For months, the papers had been filled with reports on the trial of Adolf Eichmann, and although Betty still had at best only a vague understanding of the legal intricacies and issues involved, she had learned in her years at
Time
how to nod intelligently and listen intently, and she had learned how to ask questions that seemed to demand intelligent answers. Tonight, as she heard Greg go on about the likelihood of a verdict this week, she tightened her lips into a concerned pout. In truth, she could not have felt less about the prospect of a verdict this week. But she was enjoying the idea of being someone who could lean forward into the light of a candle and look as if she cared.

“Will it come to that?” she asked Greg. She opened her eyes wide, knowing her eyes could pull him in. She took a sip of her white wine. Just her first glass of the evening. Just a glass of white wine. Elegant and ladylike and smooth. She played with a book of matches that had the cheerful face of the sun on it, giving her a benediction. She already knew she would put this matchbook next to the one on her dresser.

“WILL IT COME TO THAT?” Betty asked Greg again an hour later. They were on their desserts, and it was Betty’s fourth glass of wine. She had forgotten that this was the question she’d asked him about Eichmann. Now she was asking it about the cover story, which Greg was saying probably wouldn’t be finished until Thursday or Friday, and he might have to edit it, and Betty might have to help check it, depending on the schedule of the medical editor and his team.

“Will it come to that?”

“You’re repeating yourself, honey,” Greg said.

“What’d I say?”

“You said, ‘Will it come to that?’” Greg said.

“I did?”

“Several times,” Greg said. “But that’s all right.” He patted her hand with his own. “I have a question for you, too.”

“What is that?”

He leaned in close, so close that she could see the yellow stains on the edges of his canine teeth. “Tell me,” he whispered with unmistakable innuendo. “What would you like it to come to?”

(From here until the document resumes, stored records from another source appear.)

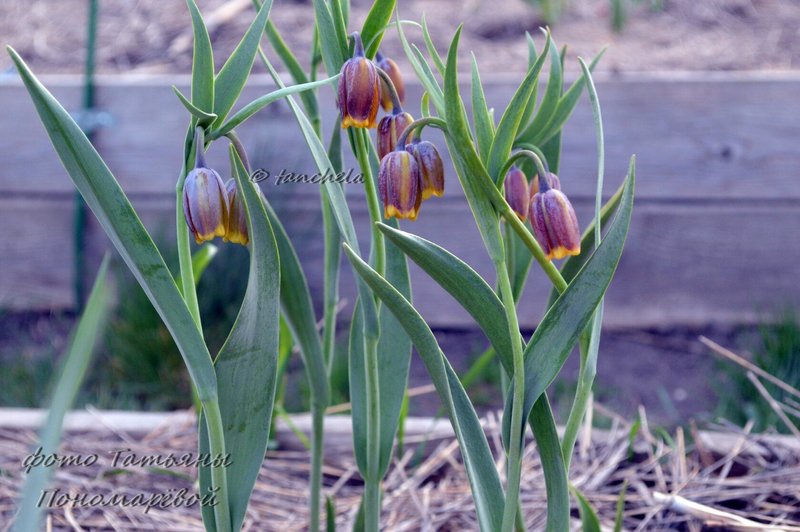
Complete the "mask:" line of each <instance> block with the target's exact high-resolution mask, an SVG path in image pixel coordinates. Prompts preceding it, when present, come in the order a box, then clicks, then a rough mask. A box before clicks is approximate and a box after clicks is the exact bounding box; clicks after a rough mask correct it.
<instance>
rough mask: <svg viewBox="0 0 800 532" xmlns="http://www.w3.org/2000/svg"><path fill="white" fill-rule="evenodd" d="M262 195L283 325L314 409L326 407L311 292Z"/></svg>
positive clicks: (321, 368)
mask: <svg viewBox="0 0 800 532" xmlns="http://www.w3.org/2000/svg"><path fill="white" fill-rule="evenodd" d="M262 198H263V203H264V208H265V211H266V213H267V217H268V218H269V222H270V225H271V227H272V231H273V233H274V235H275V241H276V243H277V246H278V256H279V257H280V271H281V275H280V278H281V283H280V287H281V289H280V300H281V309H282V310H283V315H284V316H285V318H286V324H287V325H288V326H289V330H291V332H292V336H293V337H294V339H295V342H296V343H297V345H298V347H299V348H300V356H301V357H302V358H303V364H304V365H305V367H306V372H307V374H308V381H309V382H308V384H309V389H310V391H311V401H312V403H313V404H314V407H315V408H325V407H327V406H328V378H327V371H326V369H325V361H324V359H323V356H322V345H321V344H320V340H319V334H317V328H316V323H317V318H316V316H315V315H314V307H313V304H312V302H311V291H310V290H309V288H308V281H307V280H306V276H305V273H303V267H302V265H301V264H300V259H299V258H298V257H297V252H296V251H295V249H294V246H293V245H292V242H291V240H290V239H289V235H287V234H286V230H285V229H284V227H283V225H282V224H281V222H280V219H279V218H278V216H277V215H276V214H275V211H274V210H273V209H272V206H271V205H270V204H269V201H267V199H266V198H265V197H263V196H262Z"/></svg>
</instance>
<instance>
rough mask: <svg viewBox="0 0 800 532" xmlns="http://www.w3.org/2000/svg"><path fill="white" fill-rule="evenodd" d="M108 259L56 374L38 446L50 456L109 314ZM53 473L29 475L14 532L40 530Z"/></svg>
mask: <svg viewBox="0 0 800 532" xmlns="http://www.w3.org/2000/svg"><path fill="white" fill-rule="evenodd" d="M108 260H109V259H108V255H106V257H105V258H104V259H103V262H102V263H101V264H100V270H99V271H98V272H97V278H96V279H95V282H94V287H93V288H92V292H91V293H90V294H89V299H88V301H87V303H86V307H85V308H84V310H83V314H82V315H81V318H80V320H79V321H78V326H77V328H76V329H75V331H74V333H73V336H72V339H71V341H70V346H69V349H68V351H67V352H66V353H65V354H64V358H63V361H62V364H61V365H60V369H59V371H57V372H55V373H54V375H57V376H58V379H57V380H56V384H55V388H54V391H53V397H52V399H51V401H50V410H49V411H48V413H47V419H46V420H45V423H44V426H42V429H41V432H40V434H39V445H38V449H40V454H42V455H43V456H50V455H52V454H53V453H55V452H57V451H58V444H59V441H60V440H61V427H62V425H63V423H64V416H65V415H66V414H67V411H68V410H69V409H70V407H71V406H72V403H73V402H74V401H75V397H76V396H77V395H78V390H79V389H80V387H81V384H82V383H83V379H84V377H85V376H86V370H87V368H88V367H89V362H90V361H91V359H92V353H93V352H94V347H95V344H96V342H97V337H98V335H99V333H100V331H101V329H102V328H103V322H104V320H105V318H106V316H107V314H108V312H107V311H108V299H109V298H108V287H107V285H106V274H107V272H108ZM52 473H53V469H52V468H50V467H34V468H32V469H31V470H30V472H29V473H28V474H27V478H26V479H25V485H24V487H23V488H22V497H21V500H20V504H19V512H18V514H17V516H16V519H15V521H14V527H13V529H12V530H14V532H28V531H29V530H39V521H40V519H41V514H42V508H41V507H40V505H39V499H40V497H41V495H42V492H43V490H44V489H46V488H47V484H48V483H49V482H50V478H51V477H52Z"/></svg>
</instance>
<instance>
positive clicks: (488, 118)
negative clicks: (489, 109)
mask: <svg viewBox="0 0 800 532" xmlns="http://www.w3.org/2000/svg"><path fill="white" fill-rule="evenodd" d="M472 121H473V122H474V123H475V140H476V141H477V143H478V152H479V153H480V156H481V160H482V161H484V162H486V161H488V160H489V151H490V150H491V149H492V142H494V122H492V118H491V117H490V116H489V107H488V106H487V105H486V95H485V94H484V93H483V84H481V74H480V72H479V71H478V60H477V59H475V54H474V53H473V54H472Z"/></svg>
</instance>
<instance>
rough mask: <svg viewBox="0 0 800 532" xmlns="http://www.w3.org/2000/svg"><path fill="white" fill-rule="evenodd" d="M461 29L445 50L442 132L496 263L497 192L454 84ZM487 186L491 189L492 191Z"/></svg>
mask: <svg viewBox="0 0 800 532" xmlns="http://www.w3.org/2000/svg"><path fill="white" fill-rule="evenodd" d="M461 29H462V27H461V26H459V28H458V30H457V31H456V34H455V36H454V37H453V41H452V42H451V44H450V50H449V52H448V54H447V71H446V72H445V77H444V87H445V89H444V90H445V99H444V100H445V116H446V117H447V125H448V133H449V134H448V135H446V136H445V139H446V141H447V146H448V151H450V154H451V155H452V156H453V163H454V165H455V166H456V173H457V174H458V178H459V181H461V186H462V188H463V189H464V194H465V195H466V197H467V202H468V203H469V206H470V209H471V210H472V214H473V216H474V218H475V221H476V223H477V224H478V229H479V231H480V233H481V238H482V239H483V242H484V245H485V246H486V250H487V251H488V253H489V256H490V257H491V258H492V261H493V262H494V263H500V262H502V261H503V260H504V255H505V251H504V250H503V244H502V242H503V240H502V237H501V235H500V224H499V221H498V217H497V214H496V213H495V210H494V207H493V206H492V203H491V199H490V196H489V194H492V193H494V192H496V193H497V194H499V192H497V189H496V187H495V186H494V182H493V181H492V178H491V177H489V174H488V173H487V172H486V168H485V167H484V166H483V163H482V162H481V160H480V157H479V156H478V154H477V152H476V151H475V146H474V144H473V143H472V137H471V135H470V131H469V126H468V125H467V113H466V111H465V110H464V102H463V100H462V99H461V93H460V91H459V88H458V60H457V57H458V41H459V38H460V36H461ZM491 189H494V192H492V190H491Z"/></svg>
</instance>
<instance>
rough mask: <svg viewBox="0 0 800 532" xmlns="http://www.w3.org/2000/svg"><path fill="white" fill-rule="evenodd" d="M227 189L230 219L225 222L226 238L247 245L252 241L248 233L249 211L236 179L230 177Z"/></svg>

THEIR FIRST KISS was in the elevator—silver and cold—on the way back up to the magazine. Their second was half an hour later, after Greg had taken her to the Waldorf, which was twelve short blocks and a large decision away from her apartment.

Not counting her years at the Barbizon, the only other time that Betty had been in a hotel room had been on her way home from Australia. Then she had been on a mission to reclaim her son. Now she had no mission, or in any case chose to pretend she had none. She pretended instead to be Greg’s mission, because that was the best way to arrange things in her mind.